Lee Wiley

Sensual and dignified, sophisticated and warm, Lee Wiley has inspired outbursts of sheer poetry from many a captivated listener. Her sound induces a “marvelous,” “ticklish” sensation, akin to “running your hand over a piece of fine Harris tweed,” marveled producer Dave Garroway. She “blows smoke rings, each note a puff that melts into wisps of vibrato,” conceptualized author Will Friedwald. Her voice and style “have long since made me extremely eager to go to bed with her,” disclosed critic James Frazier.

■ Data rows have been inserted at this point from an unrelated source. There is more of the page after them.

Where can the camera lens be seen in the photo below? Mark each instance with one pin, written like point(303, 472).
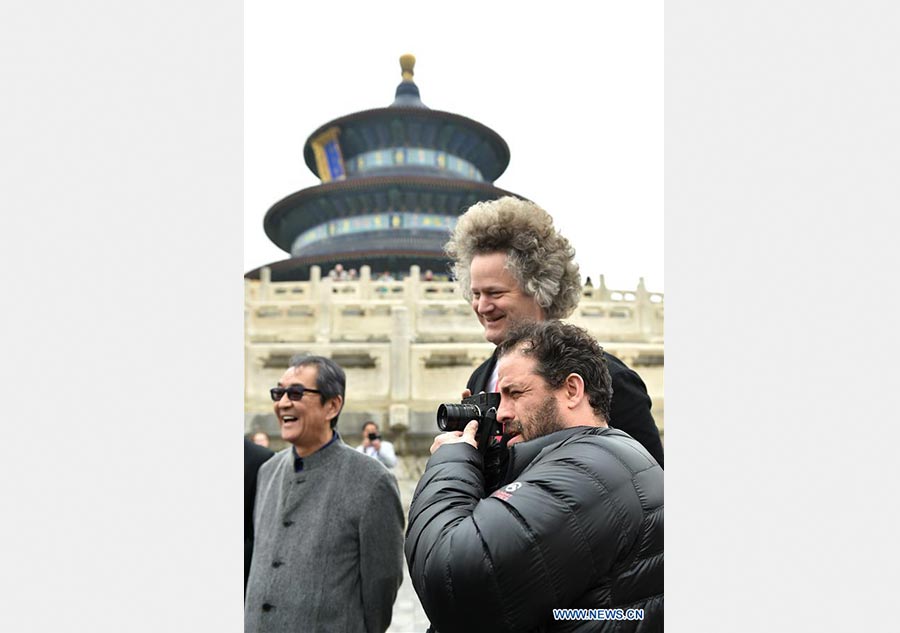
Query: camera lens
point(454, 417)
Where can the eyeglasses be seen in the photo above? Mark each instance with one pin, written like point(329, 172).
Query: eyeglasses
point(294, 392)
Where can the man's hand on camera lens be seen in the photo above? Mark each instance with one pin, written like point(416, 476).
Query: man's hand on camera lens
point(455, 437)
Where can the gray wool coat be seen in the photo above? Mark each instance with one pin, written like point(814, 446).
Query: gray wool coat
point(328, 547)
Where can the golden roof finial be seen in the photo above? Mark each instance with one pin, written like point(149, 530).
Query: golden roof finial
point(407, 63)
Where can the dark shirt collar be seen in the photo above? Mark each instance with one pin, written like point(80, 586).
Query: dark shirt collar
point(298, 461)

Not content with this daring confession, he also bluntly labeled her “one bitch of a singer.”

Protested singer and Wiley scholar Barbara Lea: “She had more fire, more rhythm, more roughness, more silkiness, more deep personal warmth, than the job description of Pop Singer called for.” Asked writer Richard Hadlock, in an open letter to Wiley, “Lee, have you ever wondered why so many… from road-tough musicians to jaded pub-crawlers, act like kids on Christmas when they hear you sing?” (Wiley did wonder.) The eulogies could go on for pages, but the point is clear enough: Lee Wiley is a singer with a certain mystique.

The Wiley mystique was generated by both personal and professional circumstances, and further fed by some willful biographical manipulation by her musical associates, her record labels, and the artist herself. Nicknamed “Pocahontas” and characterized as regal by her friends, Wiley descended from the princess of a Cherokee tribe and from an English missionary who married an American parishioner... according to publicity material. Her birth date remains uncertain - initially given as 1915, then moved back to 1910, still more recently to 1908 - and revisionism has taken over the more sensational aspects of her biography (running away from home in the late 1920s, temporary blindness after a fall from a horse in the early 1930s, a near encounter with tuberculosis in the mid-1930s, etc,).